I can say that the music is kept relatively intact in the transition, and they are worthy to be called Castlevania music. There are a few songs I prefer over Rondo of Blood like Ghost Ship Painting and Den, but it just cannot compete with the CD audio that made Rondo of Blood's soundtrack so excellent

The major culprit here is the level design. It is needlessly difficult and that's where my frustration came into play. Bottomless pits are back full force, and I cannot tell you how stupid the level design is in the second-half of the game. For some reason, there are no invincibility frames in this game, meaning I can get hit constantly by enemies, and it's more aggravating with the smaller ones like Bats and Medusa Heads. It's like if the developers looked at Stage 5' from Rondo of Blood and implement its bullshit difficulty to all of the levels

Stage 6 in my opinion is the worst level in the game. The first-half isn't awful, but the second-half can just fuck right off. In the vertical section, there are Spear Guards placed in very awkward positions with bats coming out from the right. They randomly spawn just to ruin Richter's day and I was not having it. After the vertical section, there are certain gears Richter has to jump to, but Skull Heads can easily mess you up, and they are a one-way ticket for plummeting to your death. I was also not having it with Death either, and most of my deaths were by his spin attack. All of this combined led to an exercise in frustration and using save states as my saving grace. I don't mind a challenge, and the level design could've been decent if they got rid of the unnecessary shit and add in invincibility frames, cause this is just poor level design in the later half

Lastly, who the hell designed the Dracula fight? Dracula in Rondo of Blood was a decent challenge, but did they really have to add bottomless pits into the mix? Just one wrong move and I plummet to my death. It also takes forever for Dracula to reach the destination you were expecting him to warp to in order to attack; so not only is this frustrating, it's also tedious.
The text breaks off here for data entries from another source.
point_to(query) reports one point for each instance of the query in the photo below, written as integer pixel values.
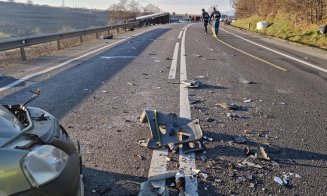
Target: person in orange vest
(216, 16)
(205, 18)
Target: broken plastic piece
(163, 176)
(191, 83)
(189, 131)
(261, 154)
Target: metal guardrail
(21, 43)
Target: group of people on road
(207, 19)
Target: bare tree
(151, 9)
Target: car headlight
(43, 164)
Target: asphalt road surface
(98, 91)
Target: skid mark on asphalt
(186, 161)
(19, 81)
(280, 53)
(248, 54)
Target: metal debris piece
(247, 100)
(246, 81)
(146, 189)
(198, 147)
(180, 183)
(203, 176)
(162, 123)
(250, 161)
(261, 154)
(191, 83)
(208, 138)
(163, 176)
(240, 140)
(281, 181)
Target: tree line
(310, 11)
(128, 9)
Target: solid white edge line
(180, 35)
(67, 62)
(158, 166)
(280, 53)
(186, 161)
(173, 67)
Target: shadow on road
(61, 93)
(285, 156)
(99, 182)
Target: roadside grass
(283, 27)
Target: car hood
(9, 125)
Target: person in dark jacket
(205, 17)
(215, 16)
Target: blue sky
(178, 6)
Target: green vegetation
(283, 27)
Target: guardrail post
(22, 53)
(58, 45)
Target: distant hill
(18, 19)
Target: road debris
(146, 189)
(191, 83)
(232, 106)
(247, 100)
(240, 140)
(180, 183)
(163, 176)
(197, 55)
(167, 129)
(208, 138)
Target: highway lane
(99, 98)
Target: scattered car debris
(234, 116)
(143, 142)
(203, 176)
(208, 138)
(168, 128)
(246, 81)
(281, 181)
(146, 189)
(163, 176)
(240, 140)
(248, 100)
(197, 55)
(322, 30)
(180, 183)
(191, 83)
(106, 36)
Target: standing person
(205, 17)
(216, 16)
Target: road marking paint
(186, 161)
(158, 166)
(67, 62)
(280, 53)
(118, 57)
(173, 67)
(180, 35)
(248, 54)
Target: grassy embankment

The best sub-weapon for this fight in particular is easily the Cross, and please save your hearts for his second form to trigger multiple item crashes that can drain his damage. This took me about an hour to finish him off with me mindlessly abusing the save state feature that takes me back to the beginning of the fight. This is easily the worst Dracula fight I've ever encountered so far, and I don't want to think of coming back to it

Castlevania: Dracula X is ok at best, but bullshit at worst. Comparing to its SNES predecessor, Super Castlevania IV, feels like a downgrade in mostly all departments. I want to say it was decent when I first started playing it, but I can't bring myself to do that. This was a painful experience, and this was not fun to play

Unabashedly a bastardization of Rondo of Blood and not even very playable as its own thing - there's an obscene hyperfixation to moving platforms over bottomless pits, the returning enemy roster is super limited, and the final dracula fight is an abomination. And as stunning as the first level's vivid heatwave is, the game's artstyle quickly tapers off into generic halls and caves - well-drawn caves and halls, mind you, but nothing that sells Dracula's castle as an inhabited, lived-in location.

Yet, I still liked it. I have a weird love for B-tier retoolings of games with almost homebrew-esque design philosophies: They're very eye-opening not just as standalone pieces, but as complements to their source material. They're very telling of what is and isn't easily replicable relative to hardware differences, as well as the implementation and design abilities of the rookies involved. Playing one helps you find the vocab to describe the other better. The SNES reinterpretations of the redbook Rondo OST are enough reason to justify its existence imo: Really stellar synthlead work. With exception to a few returning tracks, everything sounds 90% as good and has a ghastly reverb to it that works to the hollow winds and wayward echoes of the world.

Now the world needs a Genesis retooling of Rondo.